[ad_1]
Learn Part1 of This Right here
Okay .
What do now we have : nodes , layers and the online and the feed ahead features .
So what does that imply within the spectrum of “an issue” ?
It signifies that if our drawback has parameters / options we are able to ship them in by way of the enter layer and get a forecast or prediction from the community .
Now the issue is the community is guessing as a result of its at a random state.
What do we have to do to show it ? We have to get samples with a identified right reply , throw their options within the enter layer , calculate the community , and evaluate the right reply with the networks prediction.
Yeah no sh*t Lorenso we all know that , so , every weight on the community is accountable for the prediction we get , proper or incorrect .
When that prediction is incorrect we need to notice how incorrect we’re and transfer in the wrong way . I will not contact on the derivatives and why we use the chain rule and all that , if you’re i’ve one other additionally very severe blogpost about that right here
So , to the duty , what you hear on a regular basis is now we have this loss operate and we calculate the error and we again propagate the error blablalba . What should we do in code thought ?
Let us take a look at the node construction first .
class snn_node{ public: double weights[]; double weight_adjustments[]; double bias,bias_adjustment; double error; double output; snn_node(void){reset();} ~snn_node(void){reset();} void reset(){ ArrayFree(weights); ArrayFree(weight_adjustments); bias=0.0; bias_adjustment=0.0; error=0.0; output=0.0; } void setup(int nodes_of_previous_layer, bool randomize_weights=true, double weights_min=-1.0, double weights_max=1.0){ ArrayResize(weights,nodes_of_previous_layer,0); ArrayResize(weight_adjustments,nodes_of_previous_layer,0); ArrayFill(weight_adjustments,0,nodes_of_previous_layer,0.0); if(randomize_weights){ init_weights(weights_min,weights_max); }else{ ArrayFill(weights,0,nodes_of_previous_layer,1.0); bias=1.0; } } void init_weights(double min,double max){ double vary=max-min; for(int i=0;i<ArraySize(weights);i++){ weights[i]=(((double)MathRand())/32767.0)*vary+min; } bias=(((double)MathRand())/32767.0)*vary+min; } void feed_forward(snn_node &previous_layer_nodes[]){ output=0.0; error=0.0; for(int i=0;i<ArraySize(previous_layer_nodes);i++){ output+=previous_layer_nodes[i].output*weights[i]; } output+=bias; output=activationSigmoid(output); } void reset_weight_adjustments(){ for(int i=0;i<ArraySize(weight_adjustments);i++){ weight_adjustments[i]=0.0; } bias_adjustment=0.0; } };
We’ll assemble a again propagation operate.
On the time this operate is known as for this node , it means , now we have summed up the error from the nodes of the subsequent layer that this node is accountable for .
However , the error produced is by the output that has gone by the activation operate of this node . Proper ? So what do we have to do ? we should get the slope of that or the impact the node has on the community , how ? with the … spinoff (you hate that phrase by now most likely).

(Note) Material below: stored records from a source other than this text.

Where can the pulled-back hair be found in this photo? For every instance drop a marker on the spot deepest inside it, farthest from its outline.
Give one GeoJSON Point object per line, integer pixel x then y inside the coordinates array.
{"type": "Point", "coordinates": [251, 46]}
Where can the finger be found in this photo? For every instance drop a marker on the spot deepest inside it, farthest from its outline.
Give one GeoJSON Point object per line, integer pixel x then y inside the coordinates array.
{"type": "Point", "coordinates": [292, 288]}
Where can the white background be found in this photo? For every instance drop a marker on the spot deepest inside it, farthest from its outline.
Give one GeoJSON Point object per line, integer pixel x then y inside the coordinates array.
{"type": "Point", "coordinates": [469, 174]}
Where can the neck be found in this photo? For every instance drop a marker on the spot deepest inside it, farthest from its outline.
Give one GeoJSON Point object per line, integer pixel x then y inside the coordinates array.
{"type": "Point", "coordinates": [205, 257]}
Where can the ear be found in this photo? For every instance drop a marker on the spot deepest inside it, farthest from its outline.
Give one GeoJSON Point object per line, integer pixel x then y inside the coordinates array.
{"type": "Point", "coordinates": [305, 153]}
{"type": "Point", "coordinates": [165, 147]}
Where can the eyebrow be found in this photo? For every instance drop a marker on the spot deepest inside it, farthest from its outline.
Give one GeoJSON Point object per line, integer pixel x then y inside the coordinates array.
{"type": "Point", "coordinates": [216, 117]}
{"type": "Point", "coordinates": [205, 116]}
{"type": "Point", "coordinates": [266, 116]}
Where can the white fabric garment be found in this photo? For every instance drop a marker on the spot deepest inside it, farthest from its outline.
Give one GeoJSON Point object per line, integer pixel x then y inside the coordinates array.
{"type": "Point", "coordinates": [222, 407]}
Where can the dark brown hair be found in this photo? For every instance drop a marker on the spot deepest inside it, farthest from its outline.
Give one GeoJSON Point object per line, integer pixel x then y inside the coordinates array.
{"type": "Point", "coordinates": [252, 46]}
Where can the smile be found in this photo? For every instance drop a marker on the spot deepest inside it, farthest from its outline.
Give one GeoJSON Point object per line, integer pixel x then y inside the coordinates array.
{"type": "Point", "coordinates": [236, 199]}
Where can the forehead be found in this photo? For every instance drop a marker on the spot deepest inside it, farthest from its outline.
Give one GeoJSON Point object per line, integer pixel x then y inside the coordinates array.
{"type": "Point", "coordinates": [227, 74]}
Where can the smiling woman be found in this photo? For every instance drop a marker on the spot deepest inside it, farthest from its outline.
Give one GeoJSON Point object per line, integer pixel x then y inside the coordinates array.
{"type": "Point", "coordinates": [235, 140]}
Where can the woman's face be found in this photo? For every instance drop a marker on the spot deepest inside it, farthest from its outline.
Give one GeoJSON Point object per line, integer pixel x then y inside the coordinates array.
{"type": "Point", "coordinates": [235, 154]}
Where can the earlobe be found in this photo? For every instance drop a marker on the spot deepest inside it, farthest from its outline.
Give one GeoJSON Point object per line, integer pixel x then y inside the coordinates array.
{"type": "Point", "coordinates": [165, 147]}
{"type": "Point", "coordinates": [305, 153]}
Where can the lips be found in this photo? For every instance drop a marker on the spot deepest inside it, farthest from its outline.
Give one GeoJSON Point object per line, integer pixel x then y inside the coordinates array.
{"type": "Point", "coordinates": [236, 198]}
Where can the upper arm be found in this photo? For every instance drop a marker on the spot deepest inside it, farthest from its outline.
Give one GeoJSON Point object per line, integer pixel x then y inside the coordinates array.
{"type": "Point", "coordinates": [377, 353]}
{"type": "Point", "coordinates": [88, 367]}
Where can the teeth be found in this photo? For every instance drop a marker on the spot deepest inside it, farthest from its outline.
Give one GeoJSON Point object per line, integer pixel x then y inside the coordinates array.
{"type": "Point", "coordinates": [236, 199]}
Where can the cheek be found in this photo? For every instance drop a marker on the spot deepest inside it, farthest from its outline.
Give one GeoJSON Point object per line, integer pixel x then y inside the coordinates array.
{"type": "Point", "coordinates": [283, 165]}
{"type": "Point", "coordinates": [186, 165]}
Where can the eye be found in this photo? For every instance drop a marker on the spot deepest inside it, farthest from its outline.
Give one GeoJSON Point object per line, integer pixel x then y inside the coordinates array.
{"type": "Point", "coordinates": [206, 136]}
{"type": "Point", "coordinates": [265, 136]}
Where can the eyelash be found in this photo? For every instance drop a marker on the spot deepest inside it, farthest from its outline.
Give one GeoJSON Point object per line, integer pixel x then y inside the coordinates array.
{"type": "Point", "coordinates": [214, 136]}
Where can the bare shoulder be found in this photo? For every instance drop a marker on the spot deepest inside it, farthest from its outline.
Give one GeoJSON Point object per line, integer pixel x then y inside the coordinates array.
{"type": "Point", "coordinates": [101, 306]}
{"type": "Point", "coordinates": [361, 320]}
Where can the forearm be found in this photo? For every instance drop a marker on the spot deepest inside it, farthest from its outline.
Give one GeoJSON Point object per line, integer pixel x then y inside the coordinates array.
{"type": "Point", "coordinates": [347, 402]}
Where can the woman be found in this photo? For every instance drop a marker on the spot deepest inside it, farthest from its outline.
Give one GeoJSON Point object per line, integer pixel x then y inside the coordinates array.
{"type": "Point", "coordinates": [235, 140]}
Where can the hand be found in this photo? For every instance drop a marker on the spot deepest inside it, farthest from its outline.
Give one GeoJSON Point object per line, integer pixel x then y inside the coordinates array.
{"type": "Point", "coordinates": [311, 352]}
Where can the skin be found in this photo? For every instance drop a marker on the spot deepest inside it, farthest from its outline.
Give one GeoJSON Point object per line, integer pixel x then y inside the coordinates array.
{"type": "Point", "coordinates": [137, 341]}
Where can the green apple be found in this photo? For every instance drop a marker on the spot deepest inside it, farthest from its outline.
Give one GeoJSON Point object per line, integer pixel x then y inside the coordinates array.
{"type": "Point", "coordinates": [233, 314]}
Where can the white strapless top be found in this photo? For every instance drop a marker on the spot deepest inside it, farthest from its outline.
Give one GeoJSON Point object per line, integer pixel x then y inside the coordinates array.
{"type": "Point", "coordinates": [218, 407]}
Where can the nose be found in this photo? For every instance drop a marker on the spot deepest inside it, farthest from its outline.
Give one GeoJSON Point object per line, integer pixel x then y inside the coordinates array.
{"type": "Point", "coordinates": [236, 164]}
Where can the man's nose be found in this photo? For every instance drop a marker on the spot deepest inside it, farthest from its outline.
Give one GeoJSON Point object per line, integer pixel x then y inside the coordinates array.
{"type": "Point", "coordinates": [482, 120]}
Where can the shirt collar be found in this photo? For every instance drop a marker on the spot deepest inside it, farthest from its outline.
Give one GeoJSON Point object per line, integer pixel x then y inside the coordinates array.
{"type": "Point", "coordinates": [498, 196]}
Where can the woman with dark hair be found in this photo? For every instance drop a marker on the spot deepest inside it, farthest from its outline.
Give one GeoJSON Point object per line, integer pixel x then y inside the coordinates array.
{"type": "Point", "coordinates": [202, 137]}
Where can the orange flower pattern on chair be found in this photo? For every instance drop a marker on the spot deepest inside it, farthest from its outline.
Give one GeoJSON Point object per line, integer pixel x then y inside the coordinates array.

So , what will we do first ? we multiply the error now we have obtained by the spinoff of the activation operate . Straightforward , and , what do we have to obtain for this operate ?
2 issues :
- Whether or not or not we should always ship the error to the earlier layer (in case that is layer 1 and the layer earlier than it’s the enter layer , and the enter layer doesn’t “be taught”)
- the array of the nodes of the earlier layer.
okay let’s construct it:
void back_propagation(bool propagate_error, snn_node &previous_layer_nodes[]){ error*=derivativeSigmoid(output); }
See the error is what we had obtained from the proper aspect of this layer for this node and we simply multiply it by the spinoff of the sigmoid .
Cool .
Now in the event you’ve learn the opposite submit you may have a recent view on the derivatives for this course of and why they’re what they’re , however let’s briefly point out it once more :
For a node now we have weights which are multiplied by the output values of the nodes of the earlier layer and go right into a field that sums them up .
So every weight’s have an effect on on the sum ,and on the error by extention, relies on the output of the node of the earlier layer it connects to (that’s how we’re going to calculate the adjustment wanted for this weight) . It makes whole sense proper ?
The sum at this node obtained some values , and one weight impacts the sum by “output of the node it connects to” magnitude .
How a lot did this weight have an effect on the sum that goes into the activation is proportionally equal to how a lot this weight will change based mostly on the error this node produced . Proper ?
Look how easy that’s , keep in mind we’re storing the burden changes within the equal array (the community shouldn’t be studying but)
void back_propagation(bool propagate_error, snn_node &previous_layer_nodes[]){ error*=derivativeSigmoid(output); for(int i=0;i<ArraySize(weights);i++){ weight_adjustments[i]+=error*previous_layer_nodes[i].output; } bias_adjustment+=error; }
Do not be confused by the very fact we’re including , we’re simply accumulating the overall adjustment that we’re going to apply to this weight on the finish of the batch (and the bias too).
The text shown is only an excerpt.